Feature Request: surrogate models of the objectives

[sdaulton]

Hey @sgbaird!

This repo is super cool! It is great to see Ax is useful for these optimization problems.

In the interest of lightweight R&D, it would be awesome if this repo had multi-fidelity surrogate models of the objective functions. This would make it easier to develop better Bayesian optimization methods (and run multiple replications of optimization loops), without needing the custom hardware.

Would it be possible to add some multi-fidelity surrogate models of the objective functions (e.g. Random Forests) to the repo that could be downloaded and used?

Thanks!

cc @eytan @balandat

[sgbaird]

Hi @sdaulton.

This repo is super cool! It is great to see Ax is useful for these optimization problems. Thank you!

In the interest of lightweight R&D, it would be awesome if this repo had multi-fidelity surrogate models of the objective functions. This would make it easier to develop better Bayesian optimization methods (and run multiple replications of optimization loops), without needing the custom hardware.

I'm planning to submit a precomputed dataset as part of Olympus https://github.com/aspuru-guzik-group/olympus/issues/17. Agreed about the benefit of using it without the hardware. While I intend to maintain the publicly accessible hardware for a long time, I recognize that something may come up in the future such that it's no longer accessible. The data also changes based on whether the lights in the room are on or not 💡😄.

Would it be possible to add some multi-fidelity surrogate models of the objective functions (e.g. Random Forests) to the repo that could be downloaded and used?

Great suggestion. Lmk what you think about the following in terms of recording a multi-fidelity dataset and adding surrogate models to the repo.

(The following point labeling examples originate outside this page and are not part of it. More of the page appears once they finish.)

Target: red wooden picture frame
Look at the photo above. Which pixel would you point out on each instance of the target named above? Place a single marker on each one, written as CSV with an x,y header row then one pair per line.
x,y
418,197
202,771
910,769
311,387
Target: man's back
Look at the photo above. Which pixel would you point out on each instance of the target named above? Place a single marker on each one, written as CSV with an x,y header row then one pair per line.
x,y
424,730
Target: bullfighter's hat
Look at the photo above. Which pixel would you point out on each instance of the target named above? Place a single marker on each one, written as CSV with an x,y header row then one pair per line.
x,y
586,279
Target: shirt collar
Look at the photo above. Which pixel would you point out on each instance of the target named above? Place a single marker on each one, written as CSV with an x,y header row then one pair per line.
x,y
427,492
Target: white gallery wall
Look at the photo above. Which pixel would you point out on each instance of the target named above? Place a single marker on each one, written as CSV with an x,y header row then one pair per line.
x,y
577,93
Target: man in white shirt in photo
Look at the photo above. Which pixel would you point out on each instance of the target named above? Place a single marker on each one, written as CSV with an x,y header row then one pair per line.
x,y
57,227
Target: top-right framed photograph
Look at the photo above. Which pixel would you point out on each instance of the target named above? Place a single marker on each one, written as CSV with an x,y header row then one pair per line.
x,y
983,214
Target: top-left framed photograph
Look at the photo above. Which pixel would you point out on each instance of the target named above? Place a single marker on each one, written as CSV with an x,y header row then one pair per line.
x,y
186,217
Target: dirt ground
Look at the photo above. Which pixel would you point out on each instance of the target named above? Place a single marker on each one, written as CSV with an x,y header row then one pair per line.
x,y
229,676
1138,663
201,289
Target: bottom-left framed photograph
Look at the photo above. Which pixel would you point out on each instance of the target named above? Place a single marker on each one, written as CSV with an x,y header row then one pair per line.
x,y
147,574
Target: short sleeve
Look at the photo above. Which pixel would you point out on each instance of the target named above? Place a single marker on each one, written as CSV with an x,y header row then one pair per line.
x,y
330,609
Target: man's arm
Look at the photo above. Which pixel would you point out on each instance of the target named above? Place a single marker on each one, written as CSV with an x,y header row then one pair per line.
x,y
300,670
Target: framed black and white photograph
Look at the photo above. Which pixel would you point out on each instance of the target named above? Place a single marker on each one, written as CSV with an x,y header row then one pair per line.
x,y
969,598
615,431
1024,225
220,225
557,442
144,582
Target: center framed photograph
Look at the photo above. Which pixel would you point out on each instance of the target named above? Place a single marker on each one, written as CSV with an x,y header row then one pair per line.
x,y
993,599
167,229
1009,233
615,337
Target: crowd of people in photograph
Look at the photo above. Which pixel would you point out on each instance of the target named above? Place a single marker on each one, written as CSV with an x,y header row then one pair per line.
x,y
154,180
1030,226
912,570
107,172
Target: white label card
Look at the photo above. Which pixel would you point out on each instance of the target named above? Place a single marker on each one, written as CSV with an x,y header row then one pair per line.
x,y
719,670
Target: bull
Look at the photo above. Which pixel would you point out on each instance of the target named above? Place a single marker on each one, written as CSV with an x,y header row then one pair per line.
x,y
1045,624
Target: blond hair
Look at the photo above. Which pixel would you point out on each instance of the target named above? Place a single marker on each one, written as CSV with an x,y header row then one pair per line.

• Probably just host the data as a CSV file in this repo, and make the data easy to retrieve via the Python API
• create separate models for each of the eight discrete wavelength objectives and make it easy to compute the scalarized objectives (MAE, RMSE, and Fréchet distance) based on a random color that should be matched
• For simplicity and compatibility, maybe just sklearn's RandomForestClassifier for the model. Probably not too critical to use something heavier-duty as long as there are enough datapoints

Open to feedback here, and I think the notebook that creates the above dataset and surrogate models will also be helpful for people to look at.

[sdaulton]

That sounds great! Random Forests make sense (perhaps on the average value from multiple measurements if noise is a concern). Thanks!